De Numhalieten (Numha) vormden een van de vier stammen van de Amorieten rond 2000 v.Chr.
Hun hartland bevond zich ten noorden van dat van de Yamutbalieten in de heuvelboog van de Jebels Abd el-Aziz, Sinjar, Ishkaft, Sasan en Maqlub in het noorden van Syrië en Irak.
Karanā is de hoofdstad van het "land van Numha". Daar bevond zich ook de stad "Ashan van de Numhalieten". In de Jebel Sinjar lag het koninkrijk Kurdā. Koning Simḫalānē van Kurdā was een Numhaliet en zijn opvolger Bunu-Isjtar stuurde ene Silillum mee met een Numha-leger naar Kasapā tegen Qarni-Lim van Andarig in het land van Yamutbal.[1] De twee koninkrijken Kurdā en Andarig (en de twee stammen Numha en Yamutbal) waren rivalen.
Ook de Jebel Ishkaft en de noordelijke Jebel Ibrahim waren Numha-gebied en hetzelfde geldt waarschijnlijk voor de stad Ekallatum.
In de politiek van noordelijk Mesopotamië speelden in deze tijd de stamverwantschappen nog een grote rol.
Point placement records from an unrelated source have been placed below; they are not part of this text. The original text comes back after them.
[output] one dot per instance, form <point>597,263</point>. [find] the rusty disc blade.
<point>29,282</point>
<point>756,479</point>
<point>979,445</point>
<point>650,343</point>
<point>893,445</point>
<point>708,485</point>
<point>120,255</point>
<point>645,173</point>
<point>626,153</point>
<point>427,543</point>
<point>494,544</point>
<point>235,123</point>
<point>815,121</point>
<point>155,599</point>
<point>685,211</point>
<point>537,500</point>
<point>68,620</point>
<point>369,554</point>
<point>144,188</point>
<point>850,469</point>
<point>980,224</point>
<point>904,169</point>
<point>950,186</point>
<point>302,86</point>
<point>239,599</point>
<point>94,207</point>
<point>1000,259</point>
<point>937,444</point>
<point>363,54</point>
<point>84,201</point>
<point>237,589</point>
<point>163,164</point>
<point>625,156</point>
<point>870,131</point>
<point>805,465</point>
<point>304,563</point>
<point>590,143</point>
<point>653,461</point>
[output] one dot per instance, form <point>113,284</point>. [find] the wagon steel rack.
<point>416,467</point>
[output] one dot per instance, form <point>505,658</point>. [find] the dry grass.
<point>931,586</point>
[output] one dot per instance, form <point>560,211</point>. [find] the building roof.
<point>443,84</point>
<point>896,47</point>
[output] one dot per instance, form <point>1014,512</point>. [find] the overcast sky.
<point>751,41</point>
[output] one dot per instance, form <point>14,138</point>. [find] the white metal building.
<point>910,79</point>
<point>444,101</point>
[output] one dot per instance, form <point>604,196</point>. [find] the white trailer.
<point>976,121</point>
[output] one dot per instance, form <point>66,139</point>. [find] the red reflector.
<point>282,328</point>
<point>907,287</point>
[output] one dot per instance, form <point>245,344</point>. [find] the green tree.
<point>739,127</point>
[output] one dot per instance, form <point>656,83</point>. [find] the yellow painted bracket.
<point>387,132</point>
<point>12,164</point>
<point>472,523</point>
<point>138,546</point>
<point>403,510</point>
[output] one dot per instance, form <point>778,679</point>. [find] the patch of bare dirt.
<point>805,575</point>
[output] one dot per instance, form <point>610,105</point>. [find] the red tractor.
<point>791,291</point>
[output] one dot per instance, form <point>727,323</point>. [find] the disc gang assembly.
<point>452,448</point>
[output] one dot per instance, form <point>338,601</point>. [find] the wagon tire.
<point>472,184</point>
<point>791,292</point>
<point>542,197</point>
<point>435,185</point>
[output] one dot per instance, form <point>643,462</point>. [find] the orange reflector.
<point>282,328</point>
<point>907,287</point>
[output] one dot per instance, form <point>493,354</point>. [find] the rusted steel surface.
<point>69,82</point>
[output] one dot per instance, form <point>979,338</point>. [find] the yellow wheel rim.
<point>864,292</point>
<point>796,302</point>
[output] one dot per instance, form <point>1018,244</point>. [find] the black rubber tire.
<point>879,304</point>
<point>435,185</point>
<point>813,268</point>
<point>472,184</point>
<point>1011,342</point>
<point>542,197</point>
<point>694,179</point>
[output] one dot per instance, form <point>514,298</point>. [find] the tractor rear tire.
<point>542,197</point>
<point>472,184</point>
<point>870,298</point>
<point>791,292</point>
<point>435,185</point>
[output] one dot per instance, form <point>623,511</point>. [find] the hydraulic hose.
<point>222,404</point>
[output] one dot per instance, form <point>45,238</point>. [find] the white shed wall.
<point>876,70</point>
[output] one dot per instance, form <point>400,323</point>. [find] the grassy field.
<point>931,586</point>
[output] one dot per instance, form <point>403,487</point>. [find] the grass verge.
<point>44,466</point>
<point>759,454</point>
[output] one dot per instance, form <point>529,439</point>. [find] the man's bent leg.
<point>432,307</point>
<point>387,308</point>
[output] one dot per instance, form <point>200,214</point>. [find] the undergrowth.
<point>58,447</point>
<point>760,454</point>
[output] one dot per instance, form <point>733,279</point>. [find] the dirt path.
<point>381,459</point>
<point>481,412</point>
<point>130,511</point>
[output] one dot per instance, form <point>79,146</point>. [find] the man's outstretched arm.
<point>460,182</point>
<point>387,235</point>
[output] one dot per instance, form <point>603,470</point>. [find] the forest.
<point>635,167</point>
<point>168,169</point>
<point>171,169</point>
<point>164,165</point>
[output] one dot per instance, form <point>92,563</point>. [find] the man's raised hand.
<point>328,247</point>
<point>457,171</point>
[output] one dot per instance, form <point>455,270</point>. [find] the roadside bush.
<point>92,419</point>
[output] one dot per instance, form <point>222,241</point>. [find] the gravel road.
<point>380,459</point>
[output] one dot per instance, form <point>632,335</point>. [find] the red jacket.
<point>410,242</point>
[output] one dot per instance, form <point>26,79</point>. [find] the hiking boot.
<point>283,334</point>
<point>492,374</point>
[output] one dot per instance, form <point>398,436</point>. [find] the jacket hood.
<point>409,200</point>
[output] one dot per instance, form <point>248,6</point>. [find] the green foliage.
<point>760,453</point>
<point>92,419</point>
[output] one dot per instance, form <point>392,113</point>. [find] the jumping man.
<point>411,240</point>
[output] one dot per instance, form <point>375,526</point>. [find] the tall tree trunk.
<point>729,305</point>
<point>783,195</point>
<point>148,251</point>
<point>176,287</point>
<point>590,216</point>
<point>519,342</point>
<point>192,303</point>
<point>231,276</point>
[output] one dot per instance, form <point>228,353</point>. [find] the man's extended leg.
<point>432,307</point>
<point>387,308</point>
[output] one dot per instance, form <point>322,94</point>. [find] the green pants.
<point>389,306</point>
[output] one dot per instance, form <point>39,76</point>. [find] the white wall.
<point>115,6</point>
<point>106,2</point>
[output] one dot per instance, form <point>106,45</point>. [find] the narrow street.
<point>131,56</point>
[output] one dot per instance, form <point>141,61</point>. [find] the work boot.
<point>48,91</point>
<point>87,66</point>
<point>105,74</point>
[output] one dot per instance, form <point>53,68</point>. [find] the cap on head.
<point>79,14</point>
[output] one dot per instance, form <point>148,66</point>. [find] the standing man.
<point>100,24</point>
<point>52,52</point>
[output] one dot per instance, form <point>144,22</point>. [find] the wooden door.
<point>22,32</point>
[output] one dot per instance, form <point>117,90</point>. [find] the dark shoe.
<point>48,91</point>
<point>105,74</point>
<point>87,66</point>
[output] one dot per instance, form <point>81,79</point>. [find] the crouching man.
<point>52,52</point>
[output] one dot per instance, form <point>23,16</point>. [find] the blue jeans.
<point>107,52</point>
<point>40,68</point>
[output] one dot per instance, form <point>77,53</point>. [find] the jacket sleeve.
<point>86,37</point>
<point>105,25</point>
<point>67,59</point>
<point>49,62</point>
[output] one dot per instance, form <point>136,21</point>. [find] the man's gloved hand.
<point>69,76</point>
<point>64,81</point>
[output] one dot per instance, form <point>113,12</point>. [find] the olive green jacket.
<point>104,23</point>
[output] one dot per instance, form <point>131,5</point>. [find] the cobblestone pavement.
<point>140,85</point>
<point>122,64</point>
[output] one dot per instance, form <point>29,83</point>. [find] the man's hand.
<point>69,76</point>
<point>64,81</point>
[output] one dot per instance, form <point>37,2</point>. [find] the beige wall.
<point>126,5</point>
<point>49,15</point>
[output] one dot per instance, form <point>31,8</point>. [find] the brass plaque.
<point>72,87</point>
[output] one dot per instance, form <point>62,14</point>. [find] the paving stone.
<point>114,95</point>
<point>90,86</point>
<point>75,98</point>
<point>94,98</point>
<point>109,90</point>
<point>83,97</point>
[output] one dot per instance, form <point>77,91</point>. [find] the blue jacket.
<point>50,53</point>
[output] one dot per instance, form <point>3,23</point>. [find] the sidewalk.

De eerste koning van Kurdā na Samsi-Addu was Simah-Ilane en het was Zimri-Lim van Mari (zelf een Simˀa) die hem op de troon hielp. Zimri-Lim slaagde erin vrede te stichten tussen de Numha en de Yamutbal (van Qarni-Lim). Hij hoopte alle Amoritische stammen, de Simˀa, Yamina, Numha en Yamutbal te verenigen tegen zijn vijand Eshnuna, maar in zijn tweede regeringsjaar brak er oorlog uit tussen de Simˀa en de Yamina en ook de betrekkingen tussen Kurda en Andarig verslechterden. Een aanval van Eshnuna bracht de stammen weer tot elkaar.[2]